The ModulaTor logo 7KB

The ModulaTor

Ubaye's First Independent Modula-2 & Oberon-2 Journal! Nr. 8, Sep 1996


64 Bit Address Extension of the Alpha Oberon-2 Compiler

by Guenter Dotzel and Hartmut Goebel, ModulaWare, 11th ed. 26-Nov-1997.

The Alpha Oberon-2 compiler A2O V3.0 supports OpenVMS 7.0's 64 bit addressing capabilities for dynamic memory. A2O V3.0 was released in the 4th Q'97.

A2O supported 64 bit signed integer arithmetic (SYSTEM.SIGNED_64) from the start, but pointers and addresses were always 32 bits wide. Addresses were always sign extended (fat sign bit), as already required by pre-V7.0 OpenVMS.

Implementation Notes

To take advantage of OpenVMS Very Large Memory (VLM64) feature for stand-alone Oberon-2 programs, the Alpha Oberon-2 compiler got a new compilation option /pointersize=x,
whose option value x either 32 or 64 determines the size in bits for the pervasive type LONGINT, pointer- and procedure-types. /pointersize=32:



  SHORTINT           8 bit  =  SYSTEM.SIGNED_8
  INTEGER           16 bit  =  SYSTEM.SIGNED_16
  LONGINT           32 bit  =  SYSTEM.SIGNED_32
                    64 bit     SYSTEM.SIGNED_64
  SYSTEM.PTR        32 bit  =  SYSTEM.ADDRESS_32
                    64 bit  =  SYSTEM.ADDRESS_64

The integer type hierarchy is SHORTINT <= INTEGER <= LONGINT <= SIGNED_64.

/pointersize=64:


  SHORTINT           8 bit  =  SYSTEM.SIGNED_8
  INTEGER           16 bit  =  SYSTEM.SIGNED_16
                    32 bit     SYSTEM.SIGNED_32
  LONGINT           64 bit  =  SYSTEM.SIGNED_64
                    32 bit  =  SYSTEM.ADDRESS_32
  SYSTEM.PTR        64 bit  =  SYSTEM.ADDRESS_64

The integer type hierarchy is SHORTINT <= INTEGER <= LONGINT.

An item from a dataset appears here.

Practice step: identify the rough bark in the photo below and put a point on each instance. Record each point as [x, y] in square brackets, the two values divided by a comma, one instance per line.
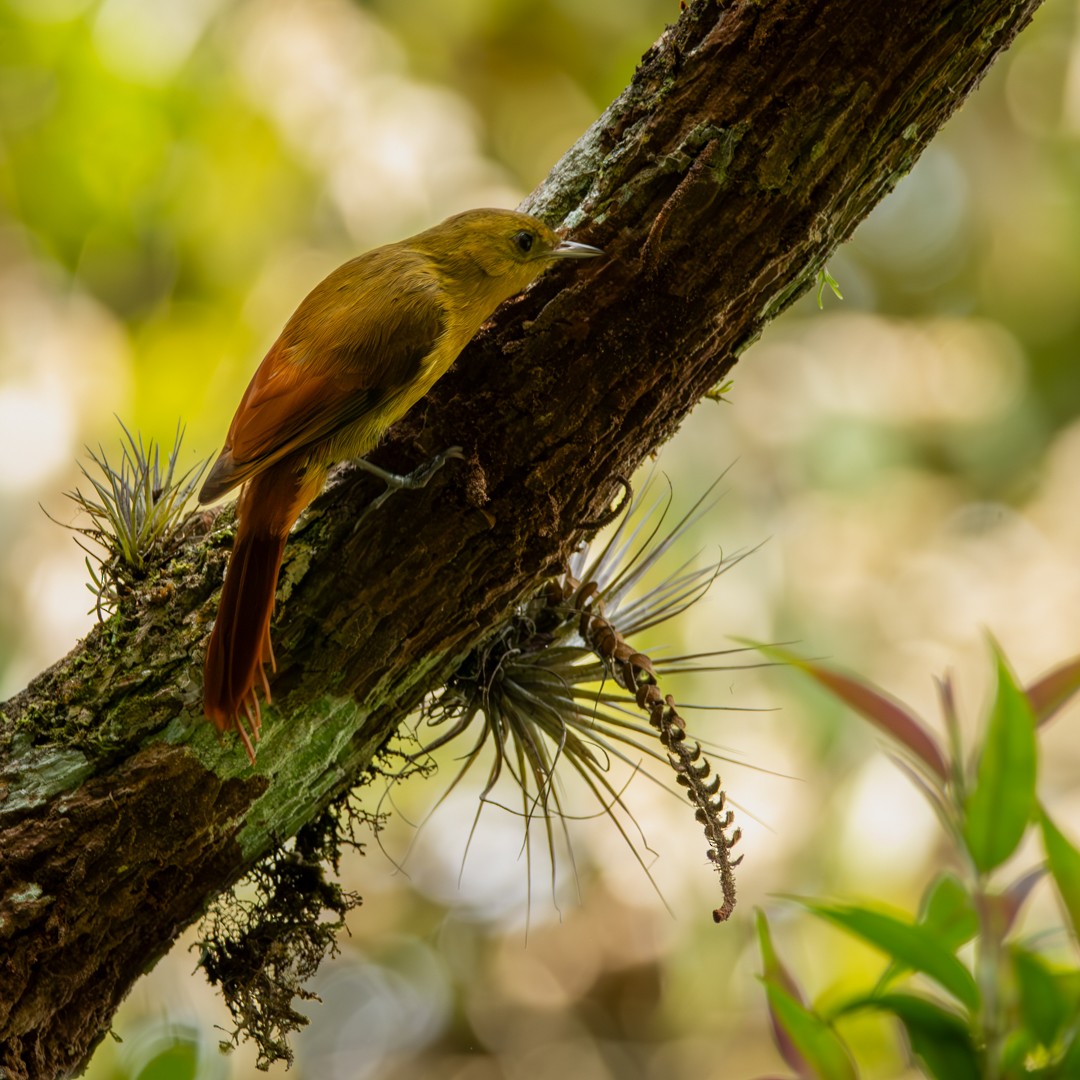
[752, 140]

Although we are not happy with the gap in the pervasive integer types in 64 bit pointer mode (SYSTEM.SIGNED_32 is missing), this seems to be the most effective solution, because the Oberon-2 language report does not need any changes.
32 bit integers are only needed for (1) system specific data structures, which are system dependend anyway, (2) when reading/writing 32 bit integers from/to a file to map the original file-record structures, (3) to save memory in large arrays of integers.
One possibility to avoid the import of SYSTEM, where 32 bit integers are needed, another pervasive integer type such as

MIDDLEINT = SYSTEM.SIGNED_32

could be introduced. The problem is that in order to avoid too many changes in existing Oberon-2 programs, a new type such as MIDDLEINT wouldn't help much. Also, leaving LONGINT at 32 bit and introducing a new pervasive type

HUGEINT = SYSTEM.SIGNED_64

would not solve the problem that the size of LONGINT must match the type size of address and pointer.

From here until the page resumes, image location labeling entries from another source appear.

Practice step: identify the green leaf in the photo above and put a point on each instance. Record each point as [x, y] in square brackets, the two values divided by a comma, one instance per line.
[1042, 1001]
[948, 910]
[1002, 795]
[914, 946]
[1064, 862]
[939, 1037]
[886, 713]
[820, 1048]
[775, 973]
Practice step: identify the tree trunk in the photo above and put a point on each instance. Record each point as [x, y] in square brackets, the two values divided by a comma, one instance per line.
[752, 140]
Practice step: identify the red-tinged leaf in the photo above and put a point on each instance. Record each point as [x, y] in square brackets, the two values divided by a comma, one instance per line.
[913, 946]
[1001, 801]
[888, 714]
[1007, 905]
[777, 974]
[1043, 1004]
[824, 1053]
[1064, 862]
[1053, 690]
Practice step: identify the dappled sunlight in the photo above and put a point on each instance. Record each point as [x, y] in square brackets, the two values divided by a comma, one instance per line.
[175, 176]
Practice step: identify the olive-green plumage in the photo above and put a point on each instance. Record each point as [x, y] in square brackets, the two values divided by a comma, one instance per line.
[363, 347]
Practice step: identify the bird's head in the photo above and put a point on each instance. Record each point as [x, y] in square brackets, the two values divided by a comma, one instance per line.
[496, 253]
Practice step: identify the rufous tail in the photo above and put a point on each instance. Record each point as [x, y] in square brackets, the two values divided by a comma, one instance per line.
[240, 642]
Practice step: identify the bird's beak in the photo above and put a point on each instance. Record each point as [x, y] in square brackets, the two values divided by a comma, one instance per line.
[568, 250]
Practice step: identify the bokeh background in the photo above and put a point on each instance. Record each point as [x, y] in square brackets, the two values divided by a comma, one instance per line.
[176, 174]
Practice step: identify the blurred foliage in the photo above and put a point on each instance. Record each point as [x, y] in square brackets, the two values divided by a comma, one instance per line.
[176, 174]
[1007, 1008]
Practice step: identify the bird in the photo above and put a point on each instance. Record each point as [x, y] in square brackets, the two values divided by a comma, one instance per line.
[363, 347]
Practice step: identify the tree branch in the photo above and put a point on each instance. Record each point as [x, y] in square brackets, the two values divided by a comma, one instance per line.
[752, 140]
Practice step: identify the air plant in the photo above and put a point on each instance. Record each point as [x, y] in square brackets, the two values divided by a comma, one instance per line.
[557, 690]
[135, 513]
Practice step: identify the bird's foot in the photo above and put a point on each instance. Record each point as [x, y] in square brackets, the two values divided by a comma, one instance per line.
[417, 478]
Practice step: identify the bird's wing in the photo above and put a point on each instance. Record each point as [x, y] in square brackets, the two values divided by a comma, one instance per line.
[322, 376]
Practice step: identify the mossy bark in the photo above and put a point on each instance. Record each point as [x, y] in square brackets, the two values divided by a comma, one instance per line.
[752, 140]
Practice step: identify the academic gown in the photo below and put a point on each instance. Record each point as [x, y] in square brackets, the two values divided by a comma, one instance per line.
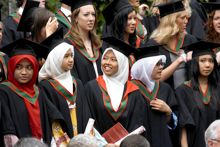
[158, 124]
[10, 32]
[3, 66]
[131, 115]
[188, 39]
[15, 115]
[196, 116]
[57, 98]
[83, 67]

Integer literals: Independent from the pointer size, the range of constants integer literals in decimal notation and constant integer expressions is [MIN (SYSTEM.SIGNED_64) .. MAX (SYSTEM.SIGNED_64)] i.e.: [-9223372036854775808 .. 9223372036854775807].

Unfortunately, a syntax extension is needed for 64 bit hexadecimal notation, because in all OP2 based 32 bit Oberon-2 compilers the scanner evaluates hex literals in the range of 8000000H to 0FFFFFFFFH as negative numbers, assuming that bit 31 is the sign-bit. So 0FFFFFFFFH is evaluated to the constant value -1. Simply extending the maximal number of hex digits for a literal from 8 to 16, would mean that 0FFFFFFFFH is equal to 4294967295. This constant value would be of type SIGNED_64. In order not to invalidate existing programs (e.g.: CONST mone* = 0FFFFFFFFH; VAR i: LONGINT; BEGIN i := mone;), new syntax for 64 bit hex literals is needed.


  integer = digit {digit} | digit {hexDigit} "H".

is changed to


  integer = digit {digit} | digit {hexDigit} ("H" | "S").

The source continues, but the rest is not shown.